Alla morte del padre, avvenuta a Pozzuoli il 9 maggio 1591, il D. divenne principe di Conca e soprattutto titolare di un'entrata annua di 60.000 ducati che lo facevano tra i più ricchi - se non il più ricco - di Napoli. La ricchezza traspariva oltre che dallo sfarzo degli arredamenti e degli interni della villa impreziosita da arazzi e quadri di Raffaello, Tiziano, Michelangelo, Sebastiano del Piombo, anche dalla gran quantità dei componenti la "famiglia". La casa del D. era riferimento obbligato per gli intellettuali e per i nobili napoletani. Lo stesso Torquato Tasso, che in quegli anni dava inizio al tentativo di recuperare la dote materna, frequentava casa Di Capua alternandola a quella più familiare del Manso.

Il D. dedicò molta attenzione all'illustre poeta, dal quale si sentiva affascinato. Fece addirittura predisporre per lui alcune stanze del suo palazzo; e solo l'opposizione netta del padre impedì l'ospitalità. Giulio Cesare non riteneva infatti conveniente ospitare il figlio di un ribelle. Durante il soggiorno a Roma del 1589 Tasso scrisse al D. per chiedergli 30 scudi (Lettere, IV, n. 1138, p. 209): questi oltre a dargli la somma gli comunicava le sue imminenti nozze (ibid., n. 1140, p. 212).
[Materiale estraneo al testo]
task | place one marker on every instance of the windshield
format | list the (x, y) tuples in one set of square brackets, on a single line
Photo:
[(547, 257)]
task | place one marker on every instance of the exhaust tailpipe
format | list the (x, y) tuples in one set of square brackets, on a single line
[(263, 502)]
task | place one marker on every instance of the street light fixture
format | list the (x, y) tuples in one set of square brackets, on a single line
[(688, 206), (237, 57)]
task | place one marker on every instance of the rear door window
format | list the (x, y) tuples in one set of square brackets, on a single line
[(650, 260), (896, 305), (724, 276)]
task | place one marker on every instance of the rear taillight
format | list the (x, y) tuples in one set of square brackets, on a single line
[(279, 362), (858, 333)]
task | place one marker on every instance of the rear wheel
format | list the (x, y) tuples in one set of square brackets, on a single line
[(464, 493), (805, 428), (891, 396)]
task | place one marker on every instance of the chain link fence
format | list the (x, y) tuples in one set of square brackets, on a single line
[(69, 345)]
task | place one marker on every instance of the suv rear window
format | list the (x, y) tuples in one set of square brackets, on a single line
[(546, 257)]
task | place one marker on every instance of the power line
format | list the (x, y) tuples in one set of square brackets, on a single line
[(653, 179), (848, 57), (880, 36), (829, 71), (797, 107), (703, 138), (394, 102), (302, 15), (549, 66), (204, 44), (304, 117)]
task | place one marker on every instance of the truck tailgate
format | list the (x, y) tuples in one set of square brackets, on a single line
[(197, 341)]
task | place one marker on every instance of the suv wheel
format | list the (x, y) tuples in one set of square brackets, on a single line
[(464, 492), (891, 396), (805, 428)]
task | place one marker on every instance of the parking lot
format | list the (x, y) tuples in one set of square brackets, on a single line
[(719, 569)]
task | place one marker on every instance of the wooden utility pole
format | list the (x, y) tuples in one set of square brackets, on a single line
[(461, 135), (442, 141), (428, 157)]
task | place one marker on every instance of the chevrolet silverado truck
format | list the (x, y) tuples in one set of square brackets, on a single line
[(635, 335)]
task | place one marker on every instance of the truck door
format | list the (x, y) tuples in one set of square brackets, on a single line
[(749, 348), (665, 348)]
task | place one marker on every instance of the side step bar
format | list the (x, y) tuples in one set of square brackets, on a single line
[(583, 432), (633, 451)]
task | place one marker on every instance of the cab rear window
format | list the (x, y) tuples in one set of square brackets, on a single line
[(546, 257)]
Il 4 nov. 1589 il poeta si rivolgeva direttamente al D. per avere un nuovo aiuto economico (ibid., n. 1185, p. 258); in calce alla lettera il nobile napoletano, che ormai ben conosceva il suo carattere, scriveva: "Darli fin a cento scudi ma a poco a poco". Tasso, informato dell'avvenuto matrimonio del D., gli fece pervenire un rescritto reale nel quale si sollecitava l'esame della sua situazione ereditaria. La risposta del D. si fece attendere, fino a quando l'improvvisa morte del padre fece riaprire le porte di casa Di Capua. Il D., imparentato con il viceré, occupava ormai una evidente posizione di privilegio. A metà gennaio, con un accompagnatore inviatogli dallo stesso D., Tasso muoveva da Roma alla volta di Napoli. Alla fine di febbraio del 1591 era intanto nato il primogenito del D. e Giovanna al quale era stato dato il nome del nonno Giulio Cesare. E la venuta del Tasso in casa Di Capua coincise con il primo onomastico del bambino al quale il poeta dedicò alcune poesie profetizzando per lui un futuro di imprese gloriose, come consuetudine. Tasso in questa occasione riutilizzò un sonetto composto per uno dei figli del duca Vincenzo Gonzaga, altro suo patrono (Solerti, p. 699). La stupenda ospitalità del principe di Conca era occasione per il Tasso di primeggiare in quell'aristocraticissimo salotto nel quale si riunivano i nomi più prestigiosi della nobiltà e intellettualità napoletana. Lo stesso D. scrisse versi d'occasione in risposta a Camillo Pellegrini (Rime di Camillo Pellegrini il vecchio, primicerio di Capua, ms. della Bibl. naz. di Napoli, XIII, D. 18).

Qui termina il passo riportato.